De volgende ochtend (het was inmiddels zaterdag 12 maart 2011 geworden) was ik om 08.31 uur gelost, en kon ik de twee andere adressen gaan aandoen.
Bij de eerstvolgende ontladingsplaats kwam deze Peterbilt naast mij staan:

Klik afbeeldingen voor een grotere weergave:
Photobucket
Photobucket
Photobucket
Photobucket

Lang verhaal kort:
Om 14.31 uur was ik wederom onderweg naar Saskatoon om aldaar de trailer in de yard te planten en mijn oude trailer weer op te pikken, teneinde daarmee naar Calgary te rijden.

Toen het middernacht (zondag 13 maart 2011) was geworden trad in Alberta de zomertijd in werking, dus ineens was het één uur later, en daardoor arriveerde ik pas om 03.31 uur in de H&R yard in Calgary.
Daar snel de trailer neergezet en vervolgens naar de Flying J gereden om een paar uurtjes te slapen.

Later die ochtend werd ik wakker en ging eens informeren waar Johnny Dandruff zich bevond.
Hij had mij de dag daarvoor gebeld met de mededeling dat hij ook in Calgary was, en na driftig telefonisch contact kwam hij even later in #5201 naar mij toegesneld.

Inmiddels had ik een nieuwe rit doorgekregen via de satelliet:
Een vrachtje vlees van High River, Alberta naar de H&R yard in Lethbridge brengen.

Toen ik mijn verplichte tien uurtjes rust erop had zitten startte ik de motor om eerst even te gaan tanken, samen met John.
Het was vrij druk bij het tankstation, dus heb ik in de tussentijd even van de gelegenheid gebruik gemaakt om John voor het nageslacht vast te leggen op de gevoelige plaat:

Klik afbeeldingen voor een grotere weergave:
Photobucket
Photobucket


Na het tanken vertrok ik om 14.31 uur naar High River, een plaatsje op slechts 46 minuten rijden vanuit Calgary.
Daar aangekomen kon ik na enig oponthoud de geladen trailer aanpikken, even over de weegbrug rijden om te kijken of ik legaal was qua gewichten op de diverse assen, en daarna stoomde ik door naar Lethbridge.

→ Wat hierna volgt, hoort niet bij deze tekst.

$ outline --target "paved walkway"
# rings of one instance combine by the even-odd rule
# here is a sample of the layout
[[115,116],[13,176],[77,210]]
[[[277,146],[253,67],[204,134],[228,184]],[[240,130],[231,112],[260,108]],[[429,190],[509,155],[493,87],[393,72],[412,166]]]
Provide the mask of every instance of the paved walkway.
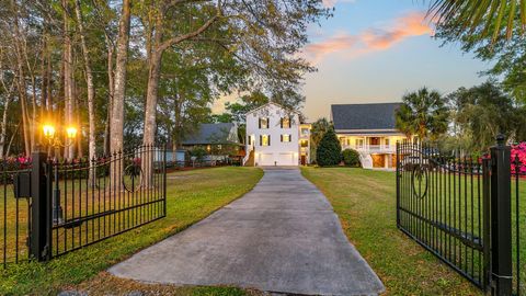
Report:
[[144,282],[291,294],[384,291],[323,194],[290,169],[265,169],[242,198],[110,272]]

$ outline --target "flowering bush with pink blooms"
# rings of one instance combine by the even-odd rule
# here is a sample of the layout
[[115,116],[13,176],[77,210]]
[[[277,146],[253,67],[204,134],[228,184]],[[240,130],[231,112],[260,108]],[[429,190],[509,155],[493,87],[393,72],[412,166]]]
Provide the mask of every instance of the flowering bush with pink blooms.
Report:
[[515,173],[515,159],[518,157],[518,173],[526,174],[526,141],[512,146],[512,172]]

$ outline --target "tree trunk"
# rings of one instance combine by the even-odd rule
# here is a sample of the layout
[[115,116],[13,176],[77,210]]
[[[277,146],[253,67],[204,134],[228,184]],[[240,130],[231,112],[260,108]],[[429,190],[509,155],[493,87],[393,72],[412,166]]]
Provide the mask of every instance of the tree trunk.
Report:
[[24,71],[24,62],[23,62],[23,54],[21,48],[20,42],[20,27],[19,27],[19,10],[16,7],[15,1],[11,1],[12,11],[14,13],[14,47],[15,47],[15,55],[16,55],[16,70],[18,70],[18,82],[16,87],[19,89],[19,100],[20,106],[22,110],[22,132],[24,136],[24,149],[25,156],[30,156],[32,151],[31,140],[30,140],[30,124],[27,117],[27,93],[26,93],[26,84],[25,84],[25,71]]
[[[75,1],[75,12],[77,14],[77,26],[79,27],[80,33],[80,44],[82,46],[82,55],[84,57],[84,69],[85,69],[85,83],[88,86],[88,122],[89,122],[89,136],[88,136],[88,150],[90,161],[95,158],[95,110],[94,110],[94,99],[95,91],[93,88],[93,73],[91,71],[90,62],[90,53],[85,44],[85,33],[84,24],[82,20],[82,12],[80,10],[80,1]],[[90,174],[91,175],[91,174]]]
[[3,116],[2,116],[2,124],[0,127],[0,158],[4,157],[3,148],[5,146],[5,134],[8,129],[8,110],[9,110],[9,102],[11,101],[10,93],[5,98],[5,103],[3,104]]
[[[68,20],[68,1],[62,0],[62,7],[65,8],[64,12],[64,114],[65,114],[65,125],[71,125],[75,121],[73,118],[73,79],[72,79],[72,48],[71,48],[71,37],[69,32],[69,20]],[[67,144],[70,144],[69,147],[64,149],[64,158],[71,160],[75,157],[75,143],[70,143],[68,139],[65,139]]]
[[111,147],[123,149],[124,140],[124,96],[126,94],[126,65],[129,44],[130,0],[123,0],[123,11],[118,25],[117,57],[115,65],[115,88],[112,107]]
[[104,128],[104,155],[107,156],[111,153],[110,149],[110,134],[111,134],[111,125],[112,122],[112,111],[113,111],[113,94],[114,94],[114,76],[113,76],[113,43],[110,39],[110,36],[105,35],[106,38],[106,46],[107,46],[107,114],[106,114],[106,126]]

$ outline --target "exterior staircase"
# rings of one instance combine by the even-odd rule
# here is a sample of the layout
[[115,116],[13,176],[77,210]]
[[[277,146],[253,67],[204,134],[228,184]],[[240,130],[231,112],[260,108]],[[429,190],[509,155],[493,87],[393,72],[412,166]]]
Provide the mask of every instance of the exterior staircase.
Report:
[[243,163],[244,167],[254,167],[255,166],[255,156],[254,156],[254,150],[250,150],[249,157]]
[[373,158],[369,153],[359,152],[359,162],[364,169],[373,169]]

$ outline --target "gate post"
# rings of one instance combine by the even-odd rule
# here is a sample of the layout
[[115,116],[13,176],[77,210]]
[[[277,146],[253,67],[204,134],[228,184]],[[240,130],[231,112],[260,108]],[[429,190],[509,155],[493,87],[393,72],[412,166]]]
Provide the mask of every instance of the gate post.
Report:
[[491,148],[491,295],[512,295],[511,147],[496,137]]
[[47,153],[41,151],[37,146],[31,155],[31,238],[30,238],[30,257],[38,261],[47,259],[48,242],[48,220],[49,216],[49,189],[47,184]]
[[397,141],[397,227],[400,227],[400,143]]

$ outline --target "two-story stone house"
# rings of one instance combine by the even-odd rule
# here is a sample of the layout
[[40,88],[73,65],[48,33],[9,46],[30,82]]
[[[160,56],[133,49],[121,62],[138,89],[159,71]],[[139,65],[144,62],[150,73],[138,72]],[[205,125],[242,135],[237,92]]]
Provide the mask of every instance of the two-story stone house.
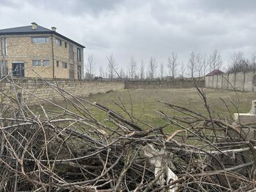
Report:
[[83,79],[84,48],[35,23],[0,30],[0,77]]

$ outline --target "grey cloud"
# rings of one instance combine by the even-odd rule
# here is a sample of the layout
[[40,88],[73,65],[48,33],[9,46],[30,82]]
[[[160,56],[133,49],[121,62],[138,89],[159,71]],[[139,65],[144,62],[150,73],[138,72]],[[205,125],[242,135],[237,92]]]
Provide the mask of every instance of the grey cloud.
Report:
[[122,3],[122,0],[28,0],[35,7],[53,10],[63,15],[98,15],[102,11],[110,11]]

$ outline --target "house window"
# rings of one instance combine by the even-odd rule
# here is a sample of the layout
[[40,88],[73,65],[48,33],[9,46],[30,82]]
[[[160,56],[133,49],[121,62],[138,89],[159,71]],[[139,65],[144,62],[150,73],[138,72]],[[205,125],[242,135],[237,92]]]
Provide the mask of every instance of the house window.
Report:
[[62,46],[62,40],[56,38],[55,39],[55,44],[61,46]]
[[41,66],[41,60],[33,60],[33,66]]
[[0,78],[8,75],[7,61],[0,61]]
[[69,59],[74,59],[74,48],[71,44],[69,44]]
[[33,44],[47,44],[49,42],[49,37],[32,37]]
[[62,68],[67,68],[66,63],[62,62]]
[[69,78],[74,79],[75,78],[75,73],[74,73],[74,64],[69,64]]
[[7,55],[7,40],[6,38],[0,38],[1,56]]
[[81,62],[81,49],[77,48],[77,61]]
[[44,60],[44,66],[48,67],[50,66],[49,60]]

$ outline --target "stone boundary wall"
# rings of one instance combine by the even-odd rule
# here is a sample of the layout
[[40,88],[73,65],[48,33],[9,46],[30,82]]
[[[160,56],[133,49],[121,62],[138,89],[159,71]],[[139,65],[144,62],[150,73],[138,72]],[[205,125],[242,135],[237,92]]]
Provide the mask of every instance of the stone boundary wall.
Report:
[[[64,99],[63,96],[56,89],[51,88],[48,83],[57,86],[75,96],[80,97],[125,88],[125,84],[122,81],[84,81],[65,79],[41,79],[39,78],[14,78],[12,80],[13,83],[11,82],[11,79],[3,79],[0,81],[0,99],[3,97],[15,98],[15,90],[19,97],[21,97],[22,99],[25,100],[28,104],[44,102],[43,99],[37,98],[33,94],[51,101]],[[16,86],[14,86],[15,84]],[[71,97],[70,95],[68,96],[64,93],[62,93],[67,97]]]
[[238,72],[205,77],[205,87],[237,90],[241,91],[256,91],[255,72]]
[[[199,87],[205,86],[203,79],[195,80]],[[147,89],[147,88],[194,88],[192,79],[174,79],[170,81],[162,80],[126,80],[125,88],[126,89]]]

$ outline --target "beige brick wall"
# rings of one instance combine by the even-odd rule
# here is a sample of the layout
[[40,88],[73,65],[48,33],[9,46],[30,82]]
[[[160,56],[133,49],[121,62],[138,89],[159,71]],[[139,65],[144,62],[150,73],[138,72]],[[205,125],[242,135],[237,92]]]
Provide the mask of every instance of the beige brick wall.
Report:
[[[44,103],[45,101],[43,99],[50,101],[63,100],[64,97],[45,81],[54,85],[57,84],[60,88],[68,93],[80,97],[86,97],[90,94],[105,93],[111,90],[118,90],[125,88],[125,84],[121,81],[87,81],[65,79],[46,79],[44,80],[38,78],[14,78],[13,82],[15,84],[5,79],[0,81],[0,88],[8,97],[15,97],[14,85],[21,86],[21,88],[19,88],[16,86],[16,91],[21,94],[23,99],[28,104]],[[41,98],[37,98],[33,94]],[[68,95],[64,94],[66,97],[71,97]],[[3,97],[3,94],[0,93],[0,100]],[[12,100],[12,102],[13,102]]]
[[[48,37],[49,42],[46,44],[33,44],[33,37]],[[53,64],[53,50],[52,39],[49,34],[42,35],[6,35],[0,36],[6,37],[8,44],[8,55],[5,59],[8,61],[9,72],[12,71],[12,64],[15,62],[23,62],[25,66],[26,77],[37,77],[38,76],[44,78],[53,77],[53,64],[55,78],[70,78],[69,70],[70,64],[74,66],[74,78],[77,79],[77,65],[82,66],[83,68],[83,62],[78,63],[77,61],[77,46],[59,37],[53,35],[53,52],[54,64]],[[62,40],[62,46],[55,44],[55,38]],[[67,44],[65,48],[65,42]],[[73,46],[74,59],[69,59],[69,44]],[[82,53],[83,49],[81,48]],[[82,56],[83,55],[82,54]],[[0,60],[3,57],[0,56]],[[33,66],[33,60],[49,60],[50,66]],[[59,61],[59,67],[56,66],[56,61]],[[83,61],[83,57],[82,57]],[[67,68],[62,68],[62,62],[67,64]],[[83,73],[83,72],[82,72]]]

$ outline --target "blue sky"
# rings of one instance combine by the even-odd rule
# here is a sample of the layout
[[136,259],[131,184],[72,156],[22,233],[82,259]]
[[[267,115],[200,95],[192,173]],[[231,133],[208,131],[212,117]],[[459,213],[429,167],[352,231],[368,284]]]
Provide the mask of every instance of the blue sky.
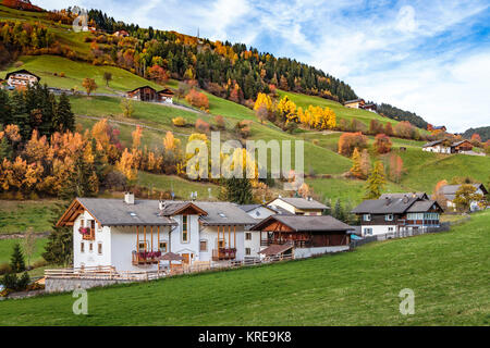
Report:
[[38,0],[244,42],[315,65],[360,97],[450,130],[490,125],[489,1]]

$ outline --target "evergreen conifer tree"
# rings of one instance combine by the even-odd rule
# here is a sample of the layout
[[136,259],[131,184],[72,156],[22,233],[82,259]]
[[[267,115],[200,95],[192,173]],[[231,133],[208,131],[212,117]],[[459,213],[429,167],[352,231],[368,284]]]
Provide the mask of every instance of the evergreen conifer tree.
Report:
[[375,163],[375,167],[367,179],[364,199],[378,199],[385,184],[387,174],[384,173],[384,166],[381,161],[378,161]]
[[254,200],[250,181],[246,177],[231,177],[225,182],[226,200],[237,204],[249,204]]
[[52,232],[48,237],[42,258],[49,263],[66,265],[72,262],[73,256],[73,232],[69,227],[58,227],[58,216],[66,210],[68,204],[56,204],[52,208]]
[[14,273],[25,271],[24,254],[22,253],[21,245],[19,243],[14,245],[14,250],[10,258],[10,266],[12,268],[12,272]]

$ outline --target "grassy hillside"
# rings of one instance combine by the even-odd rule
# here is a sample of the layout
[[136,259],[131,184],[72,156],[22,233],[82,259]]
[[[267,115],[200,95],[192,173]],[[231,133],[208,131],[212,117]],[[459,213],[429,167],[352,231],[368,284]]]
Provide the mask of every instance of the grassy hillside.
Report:
[[56,200],[11,201],[0,200],[0,234],[51,231],[51,208]]
[[[19,61],[24,63],[21,67],[10,66],[5,71],[0,72],[0,76],[4,77],[9,72],[26,69],[38,75],[42,84],[64,89],[75,88],[79,91],[85,91],[82,87],[82,82],[84,78],[89,77],[96,80],[98,86],[96,92],[100,94],[124,92],[145,85],[149,85],[156,89],[163,88],[123,69],[96,66],[57,55],[23,55]],[[109,83],[109,88],[106,87],[106,82],[103,80],[105,72],[112,74],[112,82]],[[64,73],[65,77],[60,77],[60,73]],[[58,74],[58,76],[54,76],[54,74]]]
[[[0,239],[0,263],[10,262],[10,257],[12,254],[15,244],[20,244],[22,247],[23,239]],[[48,244],[48,238],[37,238],[36,239],[36,250],[33,258],[30,259],[30,264],[41,260],[42,252],[45,252],[45,247]],[[25,260],[27,264],[27,259]]]
[[[1,304],[1,325],[488,325],[490,212],[354,252]],[[399,293],[415,293],[401,315]]]
[[283,98],[284,96],[287,96],[292,101],[294,101],[294,103],[297,107],[302,107],[303,109],[306,109],[309,105],[317,105],[317,107],[322,107],[322,108],[328,107],[335,112],[335,114],[338,116],[338,122],[340,119],[344,119],[347,121],[351,121],[352,119],[357,119],[360,122],[363,122],[364,124],[366,124],[367,126],[369,126],[369,123],[371,122],[371,120],[378,120],[383,124],[385,124],[388,122],[391,122],[392,124],[397,123],[394,120],[383,117],[377,113],[366,111],[366,110],[360,110],[360,109],[345,108],[344,105],[342,105],[341,103],[339,103],[336,101],[328,100],[328,99],[320,98],[320,97],[299,95],[299,94],[284,91],[284,90],[278,90],[278,94],[281,98]]

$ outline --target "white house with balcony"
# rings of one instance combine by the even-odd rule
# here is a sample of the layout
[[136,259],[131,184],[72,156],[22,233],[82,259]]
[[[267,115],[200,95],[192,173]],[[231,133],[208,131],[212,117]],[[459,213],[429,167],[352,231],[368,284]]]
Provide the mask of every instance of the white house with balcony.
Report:
[[172,252],[183,263],[259,258],[257,221],[230,202],[76,198],[58,226],[73,227],[73,266],[155,271]]

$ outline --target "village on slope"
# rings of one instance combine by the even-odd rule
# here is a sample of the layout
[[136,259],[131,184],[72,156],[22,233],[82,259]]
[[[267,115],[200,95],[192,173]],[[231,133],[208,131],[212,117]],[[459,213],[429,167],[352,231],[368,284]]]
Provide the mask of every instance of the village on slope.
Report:
[[[123,30],[114,35],[127,37],[127,33]],[[159,73],[161,71],[156,70],[155,76],[158,77]],[[108,85],[110,78],[110,75],[105,76]],[[39,82],[39,76],[27,70],[19,70],[7,74],[3,88],[26,90]],[[123,97],[124,100],[172,105],[173,96],[181,94],[170,88],[154,87],[142,85],[117,96]],[[87,77],[84,79],[84,88],[90,96],[95,95],[97,85],[93,78]],[[197,92],[192,86],[186,88],[185,94],[191,95],[188,98],[191,105],[203,111],[208,110],[209,104],[206,100],[203,101],[203,96],[206,96]],[[72,92],[57,88],[49,90],[54,94]],[[253,108],[260,123],[272,114],[270,96],[258,95]],[[376,104],[366,103],[363,99],[345,101],[343,105],[371,111],[373,114],[377,111]],[[299,191],[296,196],[304,196],[303,198],[278,197],[269,203],[253,206],[231,202],[146,201],[137,199],[131,192],[127,192],[124,199],[77,198],[63,214],[60,212],[62,219],[57,224],[58,228],[69,229],[70,240],[73,239],[70,241],[73,256],[70,254],[64,260],[64,263],[72,268],[63,271],[47,270],[47,279],[65,279],[74,274],[79,278],[81,274],[88,273],[88,277],[94,277],[94,274],[107,277],[109,274],[115,278],[111,281],[118,282],[118,277],[120,281],[131,281],[145,278],[155,272],[159,276],[167,276],[189,270],[208,270],[346,251],[356,239],[395,238],[438,231],[441,228],[440,216],[444,209],[475,211],[483,209],[487,204],[483,197],[488,194],[486,187],[473,181],[457,185],[441,182],[432,197],[433,200],[425,192],[380,196],[382,169],[375,165],[372,173],[364,173],[363,165],[357,165],[363,164],[360,152],[367,144],[362,133],[376,135],[377,151],[382,153],[391,147],[387,134],[418,139],[420,134],[413,126],[401,123],[402,126],[393,132],[390,122],[383,126],[380,122],[375,122],[376,120],[371,121],[369,129],[355,119],[351,124],[346,124],[345,120],[335,123],[335,115],[329,108],[311,107],[299,111],[287,96],[275,107],[283,114],[284,122],[278,125],[284,127],[284,130],[294,133],[293,126],[301,124],[307,129],[317,127],[331,129],[339,126],[340,130],[348,132],[341,136],[339,144],[343,147],[339,146],[339,152],[353,158],[354,165],[351,170],[353,177],[368,178],[369,192],[366,197],[369,199],[352,210],[352,214],[360,219],[360,226],[346,224],[344,219],[341,219],[345,212],[340,213],[336,207],[327,207],[315,201],[308,194],[302,195]],[[130,110],[131,103],[127,104],[127,111]],[[320,121],[317,122],[318,120]],[[177,125],[179,122],[174,124]],[[206,124],[204,126],[205,129],[209,129]],[[424,147],[427,152],[481,154],[478,149],[485,147],[477,136],[468,141],[461,139],[458,135],[448,134],[445,127],[429,125],[427,130],[429,134],[424,135],[424,139],[433,140]],[[355,159],[356,151],[357,159]],[[35,167],[32,170],[35,171]],[[333,217],[324,215],[327,213]],[[59,240],[51,244],[51,252],[53,245],[59,247],[57,243]],[[22,257],[19,249],[15,250],[11,271],[22,272]],[[15,283],[13,276],[8,281],[20,288],[22,287],[20,284],[25,283],[25,278]],[[5,283],[8,282],[3,281],[3,284]],[[52,288],[70,288],[66,282],[61,282],[61,285],[59,283]],[[87,284],[94,285],[100,283]]]

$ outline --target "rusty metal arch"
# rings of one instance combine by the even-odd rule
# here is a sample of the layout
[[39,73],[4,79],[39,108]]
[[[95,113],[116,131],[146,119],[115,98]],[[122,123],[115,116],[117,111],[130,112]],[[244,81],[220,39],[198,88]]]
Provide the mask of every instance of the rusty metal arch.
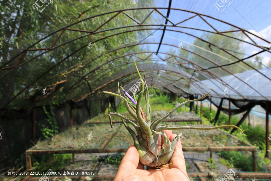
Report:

Daar kwam ik om 19.01 uur aan, parkeerde de trailer in de yard en daarna kon ik aan een 36 uur reset van mijn gewerkte uren beginnen.
Hieronder een kaartje van deze trip, 5176,7 KM in totaal.
(edit: Ik zie nu net dat de route niet helemaal klopt. Het programma heeft een stuk afgesneden om in Wilder te geraken, in feite ben ik via Great Falls, Helena, Butte, Idaho Falls en Boise gereden. Dus dat zijn meer KM's.)